И в голове читателя порой — да, смешиваются детали биографий, имена жен, сыновей, отцов, места и события. Фицджеральд прилипает к Теннесси, Чивер — к Берримену и Карверу, один Хемингуэй стоит особняком. А может быть, так и задумано, чтобы эти шестеро стали к финалу книги одним целым, собирательным образом гениального алкоголика, путешественника к источнику Эха. И сделано это, может быть, затем, чтобы в финальной сцене на кладбище мы забыли, о ком именно идет речь, — и будто навестили могилы всех сразу и смогли бы скорбеть о них всех и со всеми сразу проститься.

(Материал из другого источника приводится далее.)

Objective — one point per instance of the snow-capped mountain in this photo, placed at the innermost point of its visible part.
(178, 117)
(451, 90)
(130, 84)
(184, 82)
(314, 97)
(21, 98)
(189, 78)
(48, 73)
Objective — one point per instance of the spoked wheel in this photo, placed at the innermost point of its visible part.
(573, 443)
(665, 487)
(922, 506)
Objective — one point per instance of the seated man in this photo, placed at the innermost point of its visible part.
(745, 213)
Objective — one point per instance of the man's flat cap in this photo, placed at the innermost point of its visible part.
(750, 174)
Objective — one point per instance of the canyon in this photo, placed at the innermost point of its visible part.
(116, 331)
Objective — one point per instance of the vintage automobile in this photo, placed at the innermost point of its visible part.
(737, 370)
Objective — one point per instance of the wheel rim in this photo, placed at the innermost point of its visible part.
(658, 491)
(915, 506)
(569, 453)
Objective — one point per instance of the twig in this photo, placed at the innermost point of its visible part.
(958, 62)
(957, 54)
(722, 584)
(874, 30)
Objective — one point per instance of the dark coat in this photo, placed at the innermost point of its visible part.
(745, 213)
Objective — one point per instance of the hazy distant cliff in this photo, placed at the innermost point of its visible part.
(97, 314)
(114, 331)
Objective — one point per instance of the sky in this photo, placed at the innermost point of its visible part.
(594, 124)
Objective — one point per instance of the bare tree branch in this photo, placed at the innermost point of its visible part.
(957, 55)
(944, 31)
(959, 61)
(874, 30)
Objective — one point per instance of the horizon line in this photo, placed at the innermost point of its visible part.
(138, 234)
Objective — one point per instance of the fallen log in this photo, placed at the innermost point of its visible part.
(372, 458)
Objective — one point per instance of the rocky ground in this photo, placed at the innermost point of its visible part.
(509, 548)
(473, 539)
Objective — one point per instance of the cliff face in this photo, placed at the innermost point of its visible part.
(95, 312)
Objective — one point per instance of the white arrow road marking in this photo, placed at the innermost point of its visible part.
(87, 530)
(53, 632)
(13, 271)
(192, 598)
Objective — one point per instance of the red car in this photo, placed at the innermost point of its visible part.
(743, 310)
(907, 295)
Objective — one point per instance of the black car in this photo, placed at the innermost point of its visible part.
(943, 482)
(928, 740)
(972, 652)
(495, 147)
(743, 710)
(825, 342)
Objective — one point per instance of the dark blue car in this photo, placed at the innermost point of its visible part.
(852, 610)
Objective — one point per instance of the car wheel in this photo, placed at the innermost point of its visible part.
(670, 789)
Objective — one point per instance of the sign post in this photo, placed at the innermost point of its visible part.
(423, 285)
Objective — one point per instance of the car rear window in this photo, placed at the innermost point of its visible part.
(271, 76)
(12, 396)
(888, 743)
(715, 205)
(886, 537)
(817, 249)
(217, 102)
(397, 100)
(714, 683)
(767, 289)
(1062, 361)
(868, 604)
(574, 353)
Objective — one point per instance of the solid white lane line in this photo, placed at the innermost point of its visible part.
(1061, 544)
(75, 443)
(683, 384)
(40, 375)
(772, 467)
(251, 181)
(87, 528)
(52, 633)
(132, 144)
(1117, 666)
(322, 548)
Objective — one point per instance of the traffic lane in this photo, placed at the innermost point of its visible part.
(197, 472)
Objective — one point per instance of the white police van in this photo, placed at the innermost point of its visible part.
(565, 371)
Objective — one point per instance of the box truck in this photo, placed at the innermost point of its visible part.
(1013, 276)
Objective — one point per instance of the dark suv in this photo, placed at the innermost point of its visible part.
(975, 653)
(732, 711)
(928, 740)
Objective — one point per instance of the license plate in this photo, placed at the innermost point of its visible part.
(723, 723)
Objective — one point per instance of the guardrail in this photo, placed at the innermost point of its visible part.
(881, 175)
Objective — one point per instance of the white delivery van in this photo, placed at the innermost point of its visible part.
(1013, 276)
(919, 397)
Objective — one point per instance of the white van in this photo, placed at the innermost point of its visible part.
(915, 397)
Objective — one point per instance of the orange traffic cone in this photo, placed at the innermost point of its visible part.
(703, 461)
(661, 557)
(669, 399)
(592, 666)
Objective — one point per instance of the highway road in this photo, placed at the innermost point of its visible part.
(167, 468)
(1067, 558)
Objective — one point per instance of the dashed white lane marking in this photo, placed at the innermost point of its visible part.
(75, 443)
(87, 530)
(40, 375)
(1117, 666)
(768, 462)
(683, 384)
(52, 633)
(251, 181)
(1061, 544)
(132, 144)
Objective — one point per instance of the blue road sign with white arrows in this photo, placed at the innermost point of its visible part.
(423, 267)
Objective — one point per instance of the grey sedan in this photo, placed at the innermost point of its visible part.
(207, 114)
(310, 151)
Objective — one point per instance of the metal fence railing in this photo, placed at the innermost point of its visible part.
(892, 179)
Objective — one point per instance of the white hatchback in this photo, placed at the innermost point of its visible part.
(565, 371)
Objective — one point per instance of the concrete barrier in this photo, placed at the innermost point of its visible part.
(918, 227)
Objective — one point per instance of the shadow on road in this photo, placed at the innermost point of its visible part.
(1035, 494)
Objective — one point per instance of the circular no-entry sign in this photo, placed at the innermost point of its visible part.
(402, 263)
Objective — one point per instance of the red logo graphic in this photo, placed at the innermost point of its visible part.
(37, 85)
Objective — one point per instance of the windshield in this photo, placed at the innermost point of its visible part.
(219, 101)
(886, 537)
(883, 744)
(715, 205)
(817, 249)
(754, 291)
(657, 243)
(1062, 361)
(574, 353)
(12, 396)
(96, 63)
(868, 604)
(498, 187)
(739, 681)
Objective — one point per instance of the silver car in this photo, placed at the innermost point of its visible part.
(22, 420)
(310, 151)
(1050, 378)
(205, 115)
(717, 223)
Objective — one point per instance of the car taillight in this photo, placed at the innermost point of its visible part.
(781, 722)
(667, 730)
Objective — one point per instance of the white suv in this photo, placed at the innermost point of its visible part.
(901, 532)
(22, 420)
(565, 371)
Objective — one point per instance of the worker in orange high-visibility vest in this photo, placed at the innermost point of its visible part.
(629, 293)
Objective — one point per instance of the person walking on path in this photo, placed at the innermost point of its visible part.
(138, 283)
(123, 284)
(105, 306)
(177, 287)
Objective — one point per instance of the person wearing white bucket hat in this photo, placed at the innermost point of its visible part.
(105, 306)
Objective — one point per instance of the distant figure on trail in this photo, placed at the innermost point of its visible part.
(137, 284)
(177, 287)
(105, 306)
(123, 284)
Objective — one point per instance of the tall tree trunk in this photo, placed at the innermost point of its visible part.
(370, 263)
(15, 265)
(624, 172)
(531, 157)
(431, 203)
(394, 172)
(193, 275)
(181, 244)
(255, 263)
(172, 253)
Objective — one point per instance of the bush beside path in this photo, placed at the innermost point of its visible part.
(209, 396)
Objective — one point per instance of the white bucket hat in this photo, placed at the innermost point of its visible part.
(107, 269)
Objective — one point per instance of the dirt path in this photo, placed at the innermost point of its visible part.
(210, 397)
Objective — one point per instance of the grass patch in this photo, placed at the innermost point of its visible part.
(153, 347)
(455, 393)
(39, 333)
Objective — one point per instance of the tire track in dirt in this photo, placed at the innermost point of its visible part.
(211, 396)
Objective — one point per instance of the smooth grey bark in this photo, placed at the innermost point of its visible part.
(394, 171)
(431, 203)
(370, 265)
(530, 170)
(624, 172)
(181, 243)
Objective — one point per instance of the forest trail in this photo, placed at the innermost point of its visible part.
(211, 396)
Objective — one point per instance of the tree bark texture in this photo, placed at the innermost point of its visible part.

Лэнг выстраивает собственную гипотезу относительно писательского алкоголизма — выстраивает остроумно, через метафору плавания и воды. В самом деле: тут и попытка защититься от тревоги — будто в материнской утробе, и соединиться с самим собой, и балансировать — и обратное желание, желание утонуть. Утопиться в стакане. Недаром в «Эхе» так много описаний ручьев, озер, рек, морей, океана. Это очень «водная» книга — про воду внутри и снаружи, грязную и чистую, мертвую и живую.
В такое место вы могли бы вернуться после того, как испоганили, разодрали в клочья свою жизнь, потакая безудержным желаниям. Всю эту гадость, которую вы натворили там, в прошлой жизни, здесь можно со временем выполоскать, ведь перед вами ландшафт, будто нарочно созданный для неторопливого достижения цели. Глядя, как вода точит скалы, вы можете сжиться с тем фактом, что когда-то разбили голову жене за улыбку, подаренную другому; что вы ударили ее винной бутылкой и жена от разрыва артерии потеряла едва ли не шестьдесят процентов крови.
И сама Оливия Лэнг, как пловец из рассказа Чивера, который она так часто цитирует, плавает туда-сюда между своими героями, временами, местами, свидетельствами. Кажется, будто вот-вот подплывет к разгадке — и снаряжение у нее для этого подходящее, и видит цель она хорошо, и силы рассчитывает, чтобы хватило на последний рывок. Ее собственный, пусть бедноватый, опыт, ее бережное отношение к материалу, ее позиция принципиального неосуждения не позволяют отвлечься и просто любоваться закатом через красивый бокал — речь идёт о катастрофе, о подлинной боли. Лэнг умеет пожалеть без сентиментальной плаксивости, вот что. Она умеет быть нежной даже со скальпелем в рукаве. Умеет сострадать.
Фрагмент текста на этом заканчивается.